Can Christians Responsibly Use Marijuana?
The Bible urges dependence on God and not substances; it warns against compromised judgment, and praises sober-mindedness and the pursuit of a renewed mind (Galatians 5:19-21, 1 Peter 5:6-8, Romans 12:2).
The decisions you make show what you value most.
Like each Christian must learn to make wise personal decisions about alcohol, tobacco, overeating, and watching graphically violent or hypersexualized movies, each individual must consider not just what he or she will do, but also the motivation behind it and how it affects the people around him or her (Romans 14:1-23). Would it cause unwelcome tension in one’s marriage and relationships? Would it help or hinder the role of a parent or work of a student or employee?
Instead of asking yourself, “Can I smoke pot?” perhaps the better question is, “What’s at stake if I do smoke pot?”
Evangelical Christians believe they’re living, breathing representatives of Jesus — though they don’t always get it right (Matthew 5:16, Ephesians 5:1-17). At the heart of the matter is whether using marijuana would help more people connect with God and worship Him, or be a detriment to one’s personal life or public reputation.
What the Bible doesn’t explicitly prohibit, Christians should be slow to condemn people who do such things.
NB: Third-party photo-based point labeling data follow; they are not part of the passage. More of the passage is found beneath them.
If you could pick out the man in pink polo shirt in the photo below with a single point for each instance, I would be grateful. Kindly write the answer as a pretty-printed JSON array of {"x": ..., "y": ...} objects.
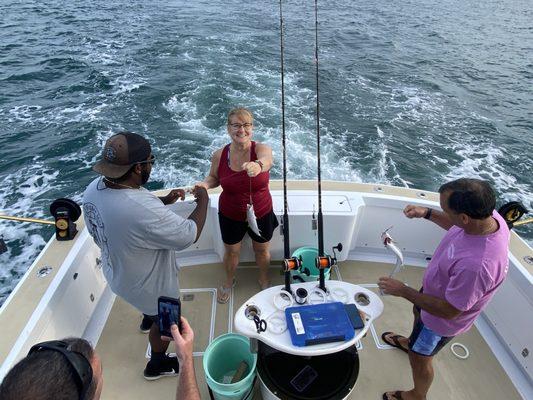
[{"x": 468, "y": 266}]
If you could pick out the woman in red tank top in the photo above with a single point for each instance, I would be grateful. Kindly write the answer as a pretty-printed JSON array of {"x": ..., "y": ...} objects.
[{"x": 242, "y": 169}]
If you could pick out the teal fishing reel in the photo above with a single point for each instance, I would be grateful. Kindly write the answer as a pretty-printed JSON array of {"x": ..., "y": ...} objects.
[{"x": 512, "y": 212}]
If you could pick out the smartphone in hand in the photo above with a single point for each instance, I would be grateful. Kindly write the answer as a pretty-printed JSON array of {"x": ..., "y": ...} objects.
[{"x": 169, "y": 311}]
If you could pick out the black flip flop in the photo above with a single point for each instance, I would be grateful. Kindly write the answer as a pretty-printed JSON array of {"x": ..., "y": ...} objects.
[
  {"x": 397, "y": 395},
  {"x": 395, "y": 341}
]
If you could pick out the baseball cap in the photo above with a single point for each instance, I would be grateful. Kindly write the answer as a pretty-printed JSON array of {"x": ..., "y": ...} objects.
[{"x": 121, "y": 152}]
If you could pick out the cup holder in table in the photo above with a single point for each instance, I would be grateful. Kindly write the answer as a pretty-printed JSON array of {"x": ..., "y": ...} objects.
[
  {"x": 362, "y": 299},
  {"x": 251, "y": 311}
]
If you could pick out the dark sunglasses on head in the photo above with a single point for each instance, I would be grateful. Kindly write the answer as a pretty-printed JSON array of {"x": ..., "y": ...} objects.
[
  {"x": 151, "y": 160},
  {"x": 80, "y": 366}
]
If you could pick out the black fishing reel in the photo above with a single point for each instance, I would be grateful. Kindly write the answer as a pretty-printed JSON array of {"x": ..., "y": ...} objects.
[
  {"x": 66, "y": 212},
  {"x": 512, "y": 212}
]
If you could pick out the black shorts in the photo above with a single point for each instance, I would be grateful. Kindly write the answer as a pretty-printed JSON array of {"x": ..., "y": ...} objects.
[{"x": 233, "y": 231}]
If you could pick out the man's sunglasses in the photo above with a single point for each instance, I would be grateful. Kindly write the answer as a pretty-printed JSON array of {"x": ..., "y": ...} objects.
[{"x": 80, "y": 366}]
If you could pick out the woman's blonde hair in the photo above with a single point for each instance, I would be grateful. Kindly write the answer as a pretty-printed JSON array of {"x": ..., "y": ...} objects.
[{"x": 240, "y": 112}]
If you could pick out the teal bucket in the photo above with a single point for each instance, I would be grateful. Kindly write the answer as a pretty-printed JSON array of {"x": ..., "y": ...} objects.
[
  {"x": 222, "y": 358},
  {"x": 308, "y": 255}
]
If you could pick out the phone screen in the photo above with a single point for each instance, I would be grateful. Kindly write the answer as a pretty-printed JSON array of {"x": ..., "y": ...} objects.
[{"x": 169, "y": 310}]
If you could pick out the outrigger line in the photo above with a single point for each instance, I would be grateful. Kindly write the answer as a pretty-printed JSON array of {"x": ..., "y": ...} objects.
[{"x": 289, "y": 263}]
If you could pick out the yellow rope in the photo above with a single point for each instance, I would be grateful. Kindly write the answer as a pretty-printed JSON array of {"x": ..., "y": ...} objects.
[{"x": 526, "y": 221}]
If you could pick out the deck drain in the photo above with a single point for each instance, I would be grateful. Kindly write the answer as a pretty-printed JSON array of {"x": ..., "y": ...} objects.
[{"x": 42, "y": 272}]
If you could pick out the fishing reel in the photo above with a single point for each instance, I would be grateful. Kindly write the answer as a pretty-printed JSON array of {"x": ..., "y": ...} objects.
[
  {"x": 66, "y": 212},
  {"x": 324, "y": 262},
  {"x": 512, "y": 212},
  {"x": 292, "y": 264}
]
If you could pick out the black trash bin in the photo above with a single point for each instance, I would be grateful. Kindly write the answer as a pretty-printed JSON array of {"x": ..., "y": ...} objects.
[{"x": 290, "y": 377}]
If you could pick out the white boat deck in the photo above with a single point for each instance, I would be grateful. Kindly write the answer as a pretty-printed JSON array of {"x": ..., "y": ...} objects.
[{"x": 122, "y": 346}]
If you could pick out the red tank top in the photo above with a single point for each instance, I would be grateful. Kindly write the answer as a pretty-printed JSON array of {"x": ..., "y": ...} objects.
[{"x": 236, "y": 189}]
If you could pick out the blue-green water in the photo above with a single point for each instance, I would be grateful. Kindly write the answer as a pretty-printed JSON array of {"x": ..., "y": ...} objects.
[{"x": 413, "y": 93}]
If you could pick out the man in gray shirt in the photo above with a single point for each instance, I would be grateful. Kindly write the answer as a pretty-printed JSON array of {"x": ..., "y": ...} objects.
[{"x": 138, "y": 234}]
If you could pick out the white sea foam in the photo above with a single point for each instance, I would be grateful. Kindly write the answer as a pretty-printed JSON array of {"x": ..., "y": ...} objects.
[{"x": 18, "y": 196}]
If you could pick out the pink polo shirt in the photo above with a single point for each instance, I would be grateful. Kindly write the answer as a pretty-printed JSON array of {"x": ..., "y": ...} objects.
[{"x": 466, "y": 270}]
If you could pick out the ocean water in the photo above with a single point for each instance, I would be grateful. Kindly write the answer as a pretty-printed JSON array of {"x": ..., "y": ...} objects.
[{"x": 412, "y": 93}]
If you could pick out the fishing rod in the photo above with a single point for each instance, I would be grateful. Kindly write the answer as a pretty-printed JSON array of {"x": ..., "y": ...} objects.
[
  {"x": 24, "y": 219},
  {"x": 289, "y": 263},
  {"x": 321, "y": 262}
]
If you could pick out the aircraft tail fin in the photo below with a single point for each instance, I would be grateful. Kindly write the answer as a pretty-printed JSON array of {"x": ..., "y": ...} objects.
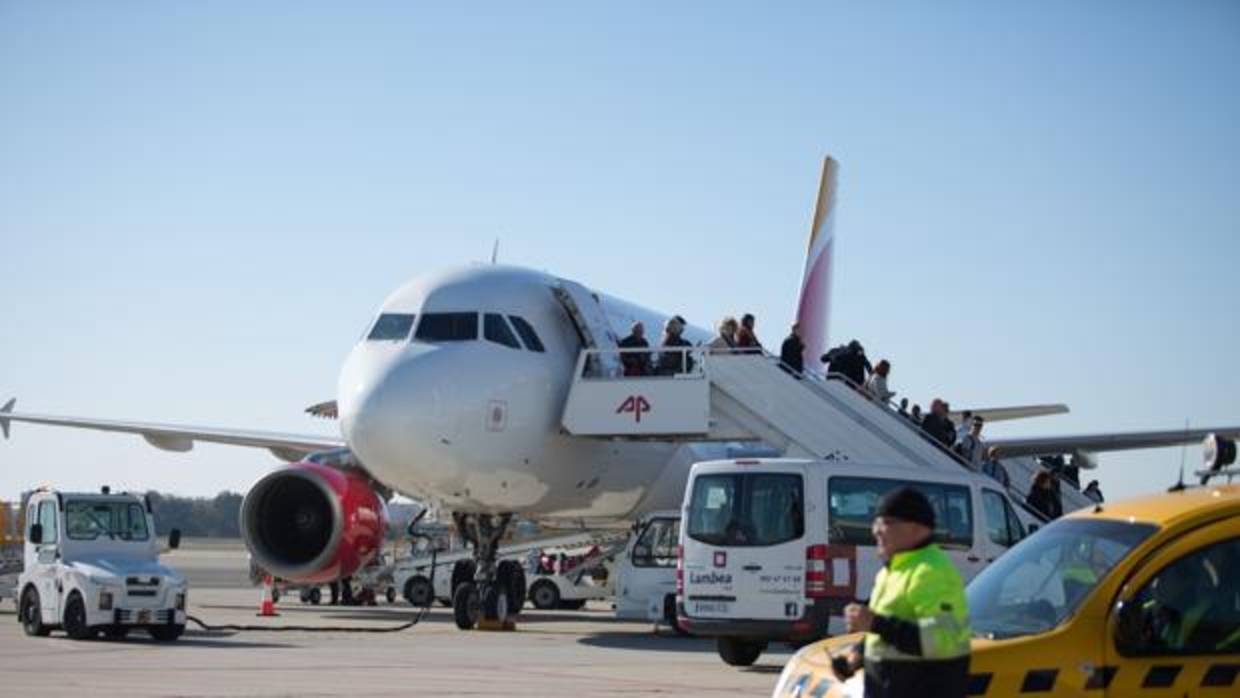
[
  {"x": 5, "y": 423},
  {"x": 814, "y": 308}
]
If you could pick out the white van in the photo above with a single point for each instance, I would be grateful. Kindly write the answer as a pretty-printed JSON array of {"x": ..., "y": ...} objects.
[
  {"x": 646, "y": 577},
  {"x": 773, "y": 549}
]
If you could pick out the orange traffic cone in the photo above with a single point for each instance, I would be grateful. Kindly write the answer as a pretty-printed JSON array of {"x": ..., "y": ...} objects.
[{"x": 265, "y": 605}]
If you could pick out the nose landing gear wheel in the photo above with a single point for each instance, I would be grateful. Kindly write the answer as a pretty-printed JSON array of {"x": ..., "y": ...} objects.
[{"x": 466, "y": 605}]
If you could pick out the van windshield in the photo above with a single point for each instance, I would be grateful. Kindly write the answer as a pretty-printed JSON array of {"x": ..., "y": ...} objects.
[
  {"x": 752, "y": 508},
  {"x": 1044, "y": 579}
]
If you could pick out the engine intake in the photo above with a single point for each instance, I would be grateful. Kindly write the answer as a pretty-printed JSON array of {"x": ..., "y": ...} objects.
[{"x": 313, "y": 523}]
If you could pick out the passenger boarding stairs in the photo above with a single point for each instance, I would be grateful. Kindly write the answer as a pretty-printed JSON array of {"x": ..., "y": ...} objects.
[{"x": 739, "y": 397}]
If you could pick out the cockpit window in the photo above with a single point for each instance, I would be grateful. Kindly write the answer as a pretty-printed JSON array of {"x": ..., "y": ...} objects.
[
  {"x": 496, "y": 330},
  {"x": 448, "y": 327},
  {"x": 391, "y": 326},
  {"x": 527, "y": 334}
]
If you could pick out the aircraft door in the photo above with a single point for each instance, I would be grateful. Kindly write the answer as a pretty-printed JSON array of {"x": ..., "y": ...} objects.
[{"x": 592, "y": 324}]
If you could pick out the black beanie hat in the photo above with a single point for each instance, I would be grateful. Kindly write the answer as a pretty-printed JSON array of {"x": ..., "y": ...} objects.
[{"x": 907, "y": 505}]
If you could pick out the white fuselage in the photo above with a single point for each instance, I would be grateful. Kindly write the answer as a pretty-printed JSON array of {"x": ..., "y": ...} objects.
[{"x": 475, "y": 424}]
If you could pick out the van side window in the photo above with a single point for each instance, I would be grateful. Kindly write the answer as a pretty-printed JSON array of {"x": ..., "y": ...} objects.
[
  {"x": 527, "y": 334},
  {"x": 852, "y": 502},
  {"x": 656, "y": 546},
  {"x": 496, "y": 330},
  {"x": 47, "y": 518},
  {"x": 1000, "y": 518}
]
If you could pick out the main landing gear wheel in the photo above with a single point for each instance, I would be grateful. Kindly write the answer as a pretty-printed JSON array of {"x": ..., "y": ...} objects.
[
  {"x": 31, "y": 615},
  {"x": 466, "y": 606},
  {"x": 512, "y": 579},
  {"x": 544, "y": 595}
]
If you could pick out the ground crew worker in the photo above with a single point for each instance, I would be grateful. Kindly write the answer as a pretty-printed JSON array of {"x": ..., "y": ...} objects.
[{"x": 916, "y": 622}]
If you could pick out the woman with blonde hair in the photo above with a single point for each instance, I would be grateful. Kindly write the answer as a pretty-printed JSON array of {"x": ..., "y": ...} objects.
[
  {"x": 727, "y": 339},
  {"x": 877, "y": 382}
]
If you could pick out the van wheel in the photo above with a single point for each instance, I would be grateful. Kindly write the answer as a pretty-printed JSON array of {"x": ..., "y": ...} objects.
[
  {"x": 670, "y": 615},
  {"x": 75, "y": 619},
  {"x": 418, "y": 591},
  {"x": 738, "y": 652},
  {"x": 32, "y": 615},
  {"x": 165, "y": 632},
  {"x": 544, "y": 595}
]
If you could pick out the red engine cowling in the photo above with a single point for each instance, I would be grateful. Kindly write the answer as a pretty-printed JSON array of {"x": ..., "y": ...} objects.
[{"x": 313, "y": 523}]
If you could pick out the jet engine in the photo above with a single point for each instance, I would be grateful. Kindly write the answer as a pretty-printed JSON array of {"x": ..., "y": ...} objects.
[{"x": 313, "y": 523}]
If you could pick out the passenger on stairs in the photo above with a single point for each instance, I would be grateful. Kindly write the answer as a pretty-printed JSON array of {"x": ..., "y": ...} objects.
[
  {"x": 936, "y": 425},
  {"x": 971, "y": 448},
  {"x": 747, "y": 341},
  {"x": 1043, "y": 497},
  {"x": 727, "y": 339},
  {"x": 791, "y": 353},
  {"x": 995, "y": 469},
  {"x": 966, "y": 423},
  {"x": 877, "y": 382},
  {"x": 635, "y": 363},
  {"x": 850, "y": 361},
  {"x": 675, "y": 362},
  {"x": 1094, "y": 492}
]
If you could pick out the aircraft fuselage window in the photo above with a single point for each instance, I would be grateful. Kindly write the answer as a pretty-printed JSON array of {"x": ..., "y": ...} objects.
[
  {"x": 527, "y": 334},
  {"x": 447, "y": 327},
  {"x": 496, "y": 330},
  {"x": 391, "y": 326}
]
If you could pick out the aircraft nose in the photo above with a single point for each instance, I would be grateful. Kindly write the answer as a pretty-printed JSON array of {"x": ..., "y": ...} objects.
[{"x": 392, "y": 403}]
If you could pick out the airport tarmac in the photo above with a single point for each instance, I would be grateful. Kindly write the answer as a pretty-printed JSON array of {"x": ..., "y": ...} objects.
[{"x": 552, "y": 653}]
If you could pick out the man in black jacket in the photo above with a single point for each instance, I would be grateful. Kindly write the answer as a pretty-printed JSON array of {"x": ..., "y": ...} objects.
[{"x": 791, "y": 353}]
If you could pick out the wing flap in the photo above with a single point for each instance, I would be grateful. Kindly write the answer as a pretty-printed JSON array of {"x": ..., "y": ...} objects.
[
  {"x": 181, "y": 438},
  {"x": 1111, "y": 441}
]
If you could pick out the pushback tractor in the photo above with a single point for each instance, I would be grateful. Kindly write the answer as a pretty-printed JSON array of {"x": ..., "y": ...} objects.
[{"x": 91, "y": 565}]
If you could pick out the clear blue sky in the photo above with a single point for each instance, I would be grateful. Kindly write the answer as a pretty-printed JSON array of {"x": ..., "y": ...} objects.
[{"x": 202, "y": 203}]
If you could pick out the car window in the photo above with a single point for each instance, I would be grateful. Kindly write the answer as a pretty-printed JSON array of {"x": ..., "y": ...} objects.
[
  {"x": 1040, "y": 582},
  {"x": 853, "y": 501},
  {"x": 1192, "y": 606},
  {"x": 391, "y": 326},
  {"x": 47, "y": 518},
  {"x": 753, "y": 508},
  {"x": 87, "y": 520},
  {"x": 527, "y": 334},
  {"x": 496, "y": 330},
  {"x": 448, "y": 327},
  {"x": 656, "y": 546}
]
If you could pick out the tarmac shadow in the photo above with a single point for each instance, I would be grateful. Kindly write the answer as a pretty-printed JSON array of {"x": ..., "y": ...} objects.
[{"x": 647, "y": 641}]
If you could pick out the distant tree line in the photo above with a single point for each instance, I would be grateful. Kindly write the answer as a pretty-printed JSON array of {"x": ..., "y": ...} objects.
[{"x": 215, "y": 517}]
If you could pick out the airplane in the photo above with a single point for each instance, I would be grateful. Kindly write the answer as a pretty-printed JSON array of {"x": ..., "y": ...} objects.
[{"x": 455, "y": 396}]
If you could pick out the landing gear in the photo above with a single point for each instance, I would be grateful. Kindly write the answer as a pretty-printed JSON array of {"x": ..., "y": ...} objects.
[{"x": 485, "y": 593}]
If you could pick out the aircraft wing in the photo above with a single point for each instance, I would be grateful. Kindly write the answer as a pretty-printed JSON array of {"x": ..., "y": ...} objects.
[
  {"x": 1018, "y": 412},
  {"x": 181, "y": 438},
  {"x": 1112, "y": 441}
]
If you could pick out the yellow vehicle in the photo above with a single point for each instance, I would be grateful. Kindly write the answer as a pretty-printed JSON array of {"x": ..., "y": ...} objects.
[{"x": 1138, "y": 598}]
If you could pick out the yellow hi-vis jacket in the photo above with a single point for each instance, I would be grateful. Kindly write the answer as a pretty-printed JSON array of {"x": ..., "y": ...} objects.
[{"x": 919, "y": 608}]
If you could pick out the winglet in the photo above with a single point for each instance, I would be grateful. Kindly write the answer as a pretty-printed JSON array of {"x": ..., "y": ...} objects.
[{"x": 4, "y": 423}]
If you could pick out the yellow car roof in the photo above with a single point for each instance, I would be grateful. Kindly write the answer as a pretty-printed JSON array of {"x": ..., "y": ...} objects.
[{"x": 1168, "y": 507}]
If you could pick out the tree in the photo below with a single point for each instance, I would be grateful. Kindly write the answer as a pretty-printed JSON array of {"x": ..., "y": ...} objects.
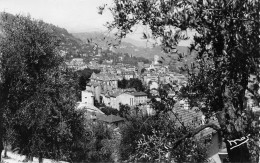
[
  {"x": 148, "y": 139},
  {"x": 38, "y": 92},
  {"x": 227, "y": 47}
]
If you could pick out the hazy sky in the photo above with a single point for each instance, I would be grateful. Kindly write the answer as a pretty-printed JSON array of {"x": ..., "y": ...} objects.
[{"x": 74, "y": 15}]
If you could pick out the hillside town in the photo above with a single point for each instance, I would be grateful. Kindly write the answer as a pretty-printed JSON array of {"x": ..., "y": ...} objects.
[{"x": 133, "y": 81}]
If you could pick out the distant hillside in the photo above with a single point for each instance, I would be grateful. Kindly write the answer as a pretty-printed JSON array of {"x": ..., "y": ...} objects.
[{"x": 126, "y": 46}]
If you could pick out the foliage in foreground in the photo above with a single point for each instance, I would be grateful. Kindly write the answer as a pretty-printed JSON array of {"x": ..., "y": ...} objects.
[
  {"x": 149, "y": 139},
  {"x": 227, "y": 47}
]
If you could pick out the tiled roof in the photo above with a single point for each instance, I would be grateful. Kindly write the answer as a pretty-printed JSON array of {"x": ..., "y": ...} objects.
[
  {"x": 136, "y": 94},
  {"x": 109, "y": 118}
]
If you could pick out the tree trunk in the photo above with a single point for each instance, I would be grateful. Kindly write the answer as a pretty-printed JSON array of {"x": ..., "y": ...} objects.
[
  {"x": 40, "y": 158},
  {"x": 1, "y": 133}
]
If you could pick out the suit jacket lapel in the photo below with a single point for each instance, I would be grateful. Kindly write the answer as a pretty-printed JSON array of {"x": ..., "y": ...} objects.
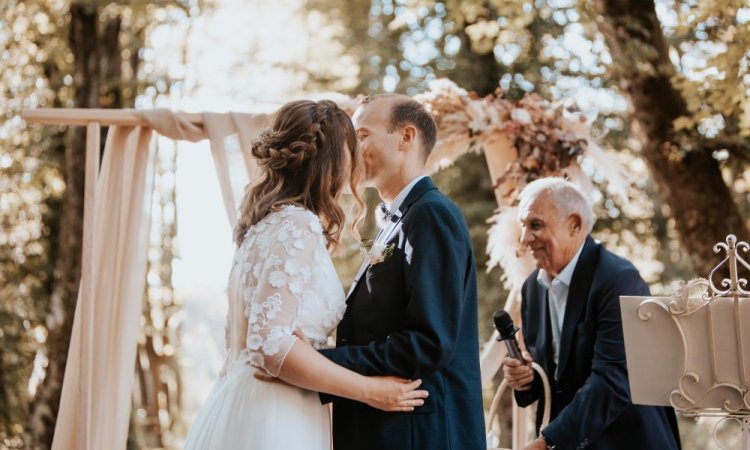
[
  {"x": 422, "y": 186},
  {"x": 578, "y": 295}
]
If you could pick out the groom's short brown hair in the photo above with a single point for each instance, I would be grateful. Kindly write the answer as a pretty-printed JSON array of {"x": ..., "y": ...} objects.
[{"x": 407, "y": 111}]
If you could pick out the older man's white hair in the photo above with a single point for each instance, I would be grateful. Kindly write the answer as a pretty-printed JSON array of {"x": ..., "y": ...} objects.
[{"x": 565, "y": 196}]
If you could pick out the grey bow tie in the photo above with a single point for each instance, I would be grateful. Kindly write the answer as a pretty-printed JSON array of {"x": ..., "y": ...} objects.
[{"x": 387, "y": 214}]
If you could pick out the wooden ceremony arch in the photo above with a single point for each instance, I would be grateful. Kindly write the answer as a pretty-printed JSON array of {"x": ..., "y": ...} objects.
[{"x": 521, "y": 141}]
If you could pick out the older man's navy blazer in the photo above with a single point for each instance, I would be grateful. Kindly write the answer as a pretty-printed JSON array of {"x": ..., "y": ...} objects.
[
  {"x": 414, "y": 315},
  {"x": 591, "y": 405}
]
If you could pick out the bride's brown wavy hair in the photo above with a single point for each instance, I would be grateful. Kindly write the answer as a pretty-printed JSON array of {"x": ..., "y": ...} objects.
[{"x": 302, "y": 158}]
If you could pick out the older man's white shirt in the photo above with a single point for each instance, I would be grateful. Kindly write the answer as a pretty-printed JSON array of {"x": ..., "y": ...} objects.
[{"x": 558, "y": 289}]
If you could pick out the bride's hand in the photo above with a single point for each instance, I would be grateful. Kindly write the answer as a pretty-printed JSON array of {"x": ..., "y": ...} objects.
[{"x": 394, "y": 394}]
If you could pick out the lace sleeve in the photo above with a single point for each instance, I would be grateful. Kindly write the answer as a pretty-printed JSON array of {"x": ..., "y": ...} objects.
[{"x": 274, "y": 291}]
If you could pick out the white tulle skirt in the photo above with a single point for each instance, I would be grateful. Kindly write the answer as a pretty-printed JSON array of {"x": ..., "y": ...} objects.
[{"x": 243, "y": 413}]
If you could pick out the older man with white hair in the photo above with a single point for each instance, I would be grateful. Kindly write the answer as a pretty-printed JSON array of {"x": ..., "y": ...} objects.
[{"x": 572, "y": 328}]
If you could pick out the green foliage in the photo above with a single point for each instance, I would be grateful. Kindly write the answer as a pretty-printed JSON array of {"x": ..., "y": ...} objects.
[
  {"x": 36, "y": 70},
  {"x": 30, "y": 191}
]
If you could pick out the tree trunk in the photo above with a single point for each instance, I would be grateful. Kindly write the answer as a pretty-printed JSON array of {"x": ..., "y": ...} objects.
[
  {"x": 690, "y": 180},
  {"x": 67, "y": 273}
]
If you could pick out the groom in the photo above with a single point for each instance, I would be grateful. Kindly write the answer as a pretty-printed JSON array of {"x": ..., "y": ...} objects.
[{"x": 412, "y": 309}]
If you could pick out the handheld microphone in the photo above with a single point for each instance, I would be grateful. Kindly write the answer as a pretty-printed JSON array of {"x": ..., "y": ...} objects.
[{"x": 506, "y": 329}]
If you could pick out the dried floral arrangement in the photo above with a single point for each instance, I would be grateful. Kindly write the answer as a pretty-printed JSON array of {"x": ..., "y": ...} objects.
[{"x": 547, "y": 137}]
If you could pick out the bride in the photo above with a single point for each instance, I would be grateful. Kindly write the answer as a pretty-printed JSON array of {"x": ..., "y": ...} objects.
[{"x": 283, "y": 284}]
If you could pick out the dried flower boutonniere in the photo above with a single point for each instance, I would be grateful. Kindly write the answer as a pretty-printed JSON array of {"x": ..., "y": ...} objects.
[{"x": 376, "y": 252}]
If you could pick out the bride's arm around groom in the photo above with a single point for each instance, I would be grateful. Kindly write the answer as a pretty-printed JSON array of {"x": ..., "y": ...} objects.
[{"x": 413, "y": 311}]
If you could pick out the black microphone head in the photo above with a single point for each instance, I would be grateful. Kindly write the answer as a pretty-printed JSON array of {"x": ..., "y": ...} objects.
[{"x": 504, "y": 325}]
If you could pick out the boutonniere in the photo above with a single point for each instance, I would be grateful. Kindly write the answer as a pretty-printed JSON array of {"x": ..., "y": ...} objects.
[{"x": 375, "y": 253}]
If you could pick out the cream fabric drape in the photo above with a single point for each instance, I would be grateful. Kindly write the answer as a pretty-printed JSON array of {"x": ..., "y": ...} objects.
[{"x": 96, "y": 396}]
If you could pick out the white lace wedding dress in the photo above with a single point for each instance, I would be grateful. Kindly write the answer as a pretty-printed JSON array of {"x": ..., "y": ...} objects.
[{"x": 282, "y": 279}]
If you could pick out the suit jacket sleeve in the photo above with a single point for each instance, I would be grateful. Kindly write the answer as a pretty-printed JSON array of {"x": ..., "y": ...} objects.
[
  {"x": 606, "y": 393},
  {"x": 437, "y": 254}
]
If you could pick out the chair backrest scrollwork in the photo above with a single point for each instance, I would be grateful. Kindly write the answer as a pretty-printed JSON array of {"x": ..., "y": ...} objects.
[{"x": 695, "y": 343}]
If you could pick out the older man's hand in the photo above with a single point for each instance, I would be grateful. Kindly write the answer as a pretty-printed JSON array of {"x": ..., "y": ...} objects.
[{"x": 519, "y": 375}]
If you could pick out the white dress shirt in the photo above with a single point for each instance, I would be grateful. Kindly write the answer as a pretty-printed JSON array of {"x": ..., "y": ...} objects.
[
  {"x": 388, "y": 226},
  {"x": 557, "y": 299}
]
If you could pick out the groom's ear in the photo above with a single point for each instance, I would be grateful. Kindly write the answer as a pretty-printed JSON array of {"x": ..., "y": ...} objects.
[{"x": 408, "y": 137}]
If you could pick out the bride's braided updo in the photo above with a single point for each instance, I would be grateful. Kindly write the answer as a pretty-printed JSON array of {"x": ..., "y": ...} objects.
[{"x": 303, "y": 160}]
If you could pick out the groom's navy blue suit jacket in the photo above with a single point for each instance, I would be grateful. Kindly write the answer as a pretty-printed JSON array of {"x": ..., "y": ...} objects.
[
  {"x": 414, "y": 315},
  {"x": 591, "y": 405}
]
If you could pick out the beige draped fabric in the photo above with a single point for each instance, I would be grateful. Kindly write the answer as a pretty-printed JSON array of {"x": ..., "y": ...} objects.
[{"x": 96, "y": 396}]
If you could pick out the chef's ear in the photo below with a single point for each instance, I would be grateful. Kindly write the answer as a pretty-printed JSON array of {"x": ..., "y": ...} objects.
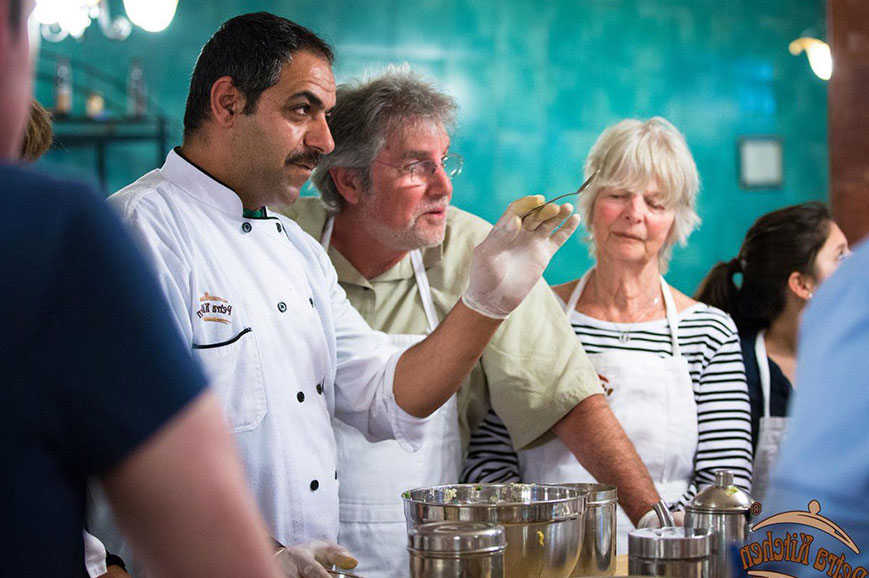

What the Bible consistently emphasizes about responsibility and making wise decisions, they can be quick to find a faithful path forward.
What Should You Do With Marijuana?
The best path for Evangelicals includes a healthy regard for the just laws of government (Romans 13:1-7). Recreational pot may eventually be legal everywhere, though that doesn’t necessarily mean it’s a good idea for everyone (1 Corinthians 6:12).
Just because you can doesn’t mean you should.
It’s high time Christians find a way to help more people exercise — not abandon — God-given responsibility when it comes to marijuana.
In the words of one pastor I knew, “Put that in your theological pipe and smoke it.”